Conclusions about today’s improvements are the same as yesterday’s: dips in rates present opportunities to lock rather than cues to float unless you’re not planning on locking until after next Wednesday’s extremely important FOMC Announcement. This dip happens to be the best we’ve seen in 2 weeks and thus, presents the best opportunity. To be clear, however, if next Wednesday proves beneficial for interest rates, those who took the risk would likely be well-rewarded. Conversely, if it’s bad for rates, we could easily move right back over recent highs.
Loan Originator Perspectives
“Strong rally this AM followed by pronounced PM selling has reinforced
our prior view that MBS gains are fleeting, and overall rate trend is
still up. Market cannot put together two consecutive plus days, and
it’s hard to break losing streaks when you can’t put winning ones
together. Who knows what FedSpeak next week will bring, but for now,
still can’t advise floating for any length of time.” -Ted Rood, Senior Originator, Wintrust Mortgage
“Wow, what a volatile week, and what an incredible amount of power Jon
Hilsenrath of the WSJ has on rate markets. He’s the journalist who’s
believed to be the Fed’s mouthpiece, and he wrote a story yesterday
saying that investors second-guessing the Fed’s commitment to low rates
is “exactly what the Fed doesn’t want.” Rates dropped on a bond rally
after this story. It created a nice dip from yesterday until halfway
through today. I stick with my stance of “lock the dips because they
don’t last” and this dip is no exception. Most of the gains we’ve seen
have reversed today.” –Julian Hebron, Branch Manager, RPM Mortgage
“Locking is never risky in my book and I don’t see anything drastically
improving until after the FOMC next week if at all. Best princing in 2
weeks I believe, so take it.” Mike Owens, Partner, Horizon Financial Inc.
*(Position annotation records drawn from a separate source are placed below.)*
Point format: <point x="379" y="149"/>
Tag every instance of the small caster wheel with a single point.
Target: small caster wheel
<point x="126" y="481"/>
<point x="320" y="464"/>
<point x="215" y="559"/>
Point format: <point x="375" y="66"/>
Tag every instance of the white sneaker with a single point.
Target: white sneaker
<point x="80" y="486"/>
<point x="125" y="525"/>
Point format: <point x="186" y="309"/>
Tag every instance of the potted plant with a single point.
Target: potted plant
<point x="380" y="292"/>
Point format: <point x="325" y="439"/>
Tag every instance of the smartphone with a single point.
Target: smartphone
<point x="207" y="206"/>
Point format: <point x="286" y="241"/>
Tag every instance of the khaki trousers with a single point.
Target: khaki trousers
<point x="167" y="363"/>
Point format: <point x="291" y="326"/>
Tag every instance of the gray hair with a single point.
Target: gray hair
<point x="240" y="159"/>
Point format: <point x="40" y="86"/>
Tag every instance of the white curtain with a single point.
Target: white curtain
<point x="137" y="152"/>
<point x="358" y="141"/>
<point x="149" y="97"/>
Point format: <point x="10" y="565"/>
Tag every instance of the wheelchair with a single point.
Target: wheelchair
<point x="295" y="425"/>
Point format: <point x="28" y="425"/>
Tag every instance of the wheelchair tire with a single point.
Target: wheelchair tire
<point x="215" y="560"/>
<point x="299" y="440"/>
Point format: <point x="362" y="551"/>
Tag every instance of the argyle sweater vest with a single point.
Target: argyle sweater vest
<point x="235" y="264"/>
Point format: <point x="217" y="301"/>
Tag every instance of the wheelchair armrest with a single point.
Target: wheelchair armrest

Today’s Best-Execution Rates
- 30YR FIXED – 4.0 – 4.125%
- FHA/VA – 3.75%
- 15 YEAR FIXED – 3.25 – 3.375%
- 5 YEAR ARMS – 2.625-3.25% depending on the lender
Ongoing Lock/Float Considerations
- After rising consistently from all-time lows in September and October 2012, rates challenged the long term trend higher, but failed to sustain a breakout
- EU and domestic economic data remain relevant to mortgage rates, but uncertainty over the Fed’s bond-buying plans through the rest of the year is causing volatility
- The further we’ve progressed into 2013, the faster the swings have become
- Fears about the Fed’s bond-buying intentions were proven well-founded on May 22nd when rates rose to 1yr highs after the Fed confirmed their intention to taper bond buying programs sooner vs later
- Just as the pendulum pushed far to the positive side of the rate range in April, the opposite swing occurred in May (now the worst single month for rates on record since 2008)
- (As always, please keep in mind that our talk of Best-Execution always pertains to a completely ideal scenario. There can be all sorts of reasons that your quoted rate would not be the same as our average rates, and in those cases, assuming you’re following along on a day to day basis, simply use the Best-Ex levels we quote as a baseline to track potential movement in your quoted rate).